Ce qui était au départ un projet dans le cadre d’un cours en Licence 3 Cinéma à l’Université Bordeaux Montaigne se transforma en un pari cinématographique de grande envergure. En collaboration avec les étudiants de cette classe, le professeur-réalisateur Emmanuel Plassereaud leur a lancé le défi de tourner un long-métrage en deux semaines à Bordeaux avec un budget très limité.
Quelques évènements imprévus ont perturbé le lancement du tournage, comme le remplacement en vitesse de l’acteur principal. Néanmoins, si le tournage n’a pas été une mince affaire, le résultat final en tant que long-métrage de quatre-vingt minutes n’en est que plus saisissant.
En allant à une projection spéciale du film à l’Utopia, j’ai découvert cette petite curiosité cinématographique. Celle-ci met en image une rencontre imprévue entre Fabrice, un universitaire parisien qui se rend à Bordeaux pour un colloque et Kala, une jeune femme d’origine sénégalaise. Cette rencontre va devenir de plus en plus intime.
Pour un long-métrage aux conditions extrêmement précaires, Colloques sait impressionner son public par le jeu subtil de sa mise en scène en relation avec le scénario réécrit quatre fois. Se servant de ses contraintes, Plassereaud et les étudiants en Licence Cinéma 3 réussissent à raconter cette histoire d’amour de manière visuelle. D’abord filmés seuls, Fabrice et Kala, perdus dans la ville bordelaise, se retrouvent réunis en un seul plan, symbolisant leur premier contact. La mise en scène, composée de plans larges et de multiples gros plans sur les visages des comédiens principaux, se focalise avant tout sur les attitudes des acteurs, capturant judicieusement par ce principe les émotions des personnages. Avec peu de moyens et une histoire simple, la mise en scène retranscrit avec plus de conviction les rapports différents des personnages. Tour à tour agaçants, épanouis, tristes et perdus, Fabrice et Kala deviennent soudainement des personnages proches de la réalité. Ils apparaissent alors plus attachants aux yeux des spectateurs et sont profondément intéressants dans leur fragilité.

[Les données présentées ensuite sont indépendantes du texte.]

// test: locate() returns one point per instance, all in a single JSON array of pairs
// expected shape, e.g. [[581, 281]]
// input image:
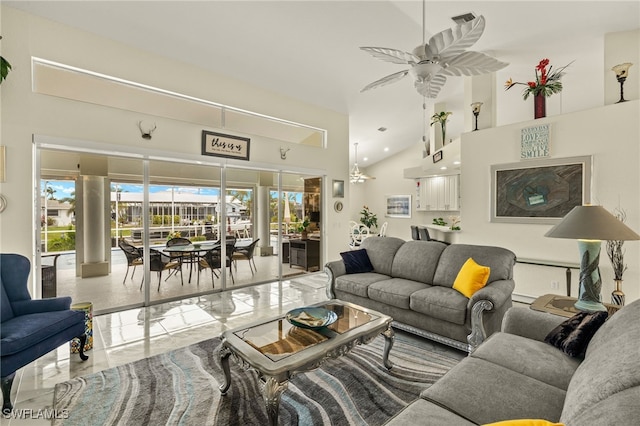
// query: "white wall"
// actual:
[[25, 113]]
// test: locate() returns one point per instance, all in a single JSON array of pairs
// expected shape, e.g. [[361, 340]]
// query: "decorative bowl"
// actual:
[[311, 317]]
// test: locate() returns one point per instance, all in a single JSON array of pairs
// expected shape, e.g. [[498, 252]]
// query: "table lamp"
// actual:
[[590, 225]]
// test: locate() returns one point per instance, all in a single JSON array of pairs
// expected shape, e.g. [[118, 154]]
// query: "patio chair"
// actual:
[[30, 328], [133, 255], [159, 262], [212, 259], [246, 253]]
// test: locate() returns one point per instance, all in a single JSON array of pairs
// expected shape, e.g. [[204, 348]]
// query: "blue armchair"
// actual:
[[30, 328]]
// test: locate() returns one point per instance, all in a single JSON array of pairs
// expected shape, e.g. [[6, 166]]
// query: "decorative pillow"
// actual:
[[573, 335], [524, 422], [471, 278], [356, 261]]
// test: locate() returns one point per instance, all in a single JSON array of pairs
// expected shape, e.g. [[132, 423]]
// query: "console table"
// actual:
[[305, 253], [563, 305]]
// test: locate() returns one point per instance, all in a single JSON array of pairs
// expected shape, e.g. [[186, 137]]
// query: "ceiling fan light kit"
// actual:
[[444, 55]]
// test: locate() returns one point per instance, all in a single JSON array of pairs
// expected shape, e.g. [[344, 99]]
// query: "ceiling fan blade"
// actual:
[[394, 56], [472, 63], [454, 41], [430, 88], [386, 80]]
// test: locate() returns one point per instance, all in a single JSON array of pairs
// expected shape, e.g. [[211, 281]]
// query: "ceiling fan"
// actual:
[[356, 176], [444, 55]]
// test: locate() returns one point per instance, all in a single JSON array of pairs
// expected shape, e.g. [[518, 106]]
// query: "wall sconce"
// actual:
[[621, 70], [475, 107], [146, 128]]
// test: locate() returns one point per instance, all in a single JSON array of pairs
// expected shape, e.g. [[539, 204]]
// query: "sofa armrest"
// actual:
[[526, 322], [25, 307], [497, 292], [333, 270]]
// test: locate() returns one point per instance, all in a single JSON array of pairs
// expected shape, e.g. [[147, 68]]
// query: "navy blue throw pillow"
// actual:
[[573, 335], [356, 261]]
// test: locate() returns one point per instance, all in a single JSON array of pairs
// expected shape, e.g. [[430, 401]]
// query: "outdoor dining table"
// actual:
[[193, 251]]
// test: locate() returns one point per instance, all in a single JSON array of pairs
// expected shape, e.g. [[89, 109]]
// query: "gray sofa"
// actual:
[[515, 375], [412, 282]]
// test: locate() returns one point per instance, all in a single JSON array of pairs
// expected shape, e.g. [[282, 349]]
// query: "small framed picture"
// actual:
[[398, 206], [338, 188]]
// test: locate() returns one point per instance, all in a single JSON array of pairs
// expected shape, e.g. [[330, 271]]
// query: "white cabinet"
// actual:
[[439, 193]]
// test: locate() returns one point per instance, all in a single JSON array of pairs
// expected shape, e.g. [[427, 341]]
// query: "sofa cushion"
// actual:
[[358, 284], [500, 261], [471, 278], [356, 261], [417, 260], [440, 302], [574, 334], [381, 251], [424, 413], [611, 364], [484, 392], [532, 358], [394, 291], [26, 331]]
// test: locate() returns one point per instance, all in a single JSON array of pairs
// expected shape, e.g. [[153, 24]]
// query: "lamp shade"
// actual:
[[592, 223]]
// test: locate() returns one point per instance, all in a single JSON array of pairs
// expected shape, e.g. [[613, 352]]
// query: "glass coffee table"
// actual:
[[278, 350]]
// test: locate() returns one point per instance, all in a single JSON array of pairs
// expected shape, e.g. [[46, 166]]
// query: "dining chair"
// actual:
[[133, 255], [159, 262], [212, 259], [245, 253]]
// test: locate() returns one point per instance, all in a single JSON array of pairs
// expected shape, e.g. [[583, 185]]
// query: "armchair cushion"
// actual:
[[26, 331], [356, 261]]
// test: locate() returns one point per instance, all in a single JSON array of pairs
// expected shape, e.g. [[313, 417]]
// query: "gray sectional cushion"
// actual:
[[417, 260], [484, 392], [611, 364], [529, 357], [394, 291], [358, 284], [440, 302], [500, 261], [381, 251], [424, 413]]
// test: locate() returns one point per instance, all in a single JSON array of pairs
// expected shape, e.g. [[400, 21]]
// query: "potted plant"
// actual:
[[616, 257], [302, 228]]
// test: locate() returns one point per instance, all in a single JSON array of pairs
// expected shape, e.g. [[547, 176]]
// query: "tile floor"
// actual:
[[130, 335]]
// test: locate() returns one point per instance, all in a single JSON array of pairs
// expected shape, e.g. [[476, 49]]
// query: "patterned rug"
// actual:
[[181, 387]]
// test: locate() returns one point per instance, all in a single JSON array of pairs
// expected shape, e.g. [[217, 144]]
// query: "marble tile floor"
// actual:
[[130, 335]]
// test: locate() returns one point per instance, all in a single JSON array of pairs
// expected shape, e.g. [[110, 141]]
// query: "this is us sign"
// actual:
[[228, 146]]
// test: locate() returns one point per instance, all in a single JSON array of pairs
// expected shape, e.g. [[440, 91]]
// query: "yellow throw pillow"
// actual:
[[471, 278], [524, 422]]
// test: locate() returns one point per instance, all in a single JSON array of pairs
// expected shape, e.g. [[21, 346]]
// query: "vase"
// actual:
[[617, 295], [539, 106]]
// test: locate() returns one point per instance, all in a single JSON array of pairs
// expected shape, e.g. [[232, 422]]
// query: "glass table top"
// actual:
[[277, 339]]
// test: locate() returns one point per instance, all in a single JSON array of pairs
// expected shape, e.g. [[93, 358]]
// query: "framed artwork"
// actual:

A ce titre, la dynamique entre les deux acteurs principaux, Emmanuel Dulary et Sophie Richelieu est admirable. Chacun interprète remarquablement son rôle. La sincérité de leur jeu apporte à juste valeur l’authenticité des émotions que délivrent leurs personnages, intimidants à interpréter à cause de leur humanité. Des personnages qui vivent une relation entre un rêve illuminé et une contradiction persistante de leurs sentiments. C’est un travail intimidant que d’incarner des personnes émotionnellement fragiles, mais le pari est amplement réussi. Le portrait de Fabrice et Kala est illustré de belle manière par la composition des acteurs associée par la mise en image poétique de leurs rapports. A la manière de l’œuvre du cinéaste Eric Rohmer, le long-métrage donne la part belle aux dialogues servis par une approche très simple qui arrive à éviter une diction mécanique de la part des acteurs. La qualité fondamentale de ce film est de mettre en image une relation humaine de deux personnages de fiction qui captive le spectateur tout en le déstabilisant. Le résultat est honnête et efficace.
Colloques est un long-métrage admirable qui délivre une histoire d’amour dont la dynamique des deux personnages s’illustre à la fois dans le talent véritable de leurs interprètes et dans la mise en scène raffinée de leurs regards, de leurs conversations et de leurs silences. Le résultat est honnête et efficace : la sensibilité humaine de ce duo dans ce cadre réel peut tout à fait toucher les spectateurs. Emmanuel Plassereaud et les étudiants de Licence 3 à l’Université Bordeaux Montaigne proposent une réalisation jouant entre la fiction d’une relation inattendue et le cadre de la ville bordelaise. Ce petit long-métrage, sorti d’une production risquée, saura vous fasciner par la sincérité de ces rapports authentiques servis par la mise en image des émotions des acteurs. Sorti au cinéma depuis le 2 septembre, je ne peux que vous conseiller d’aller voir ce long-métrage qui, s’il peut étonner par son aspect simple, ne vous laissera pas indifférent.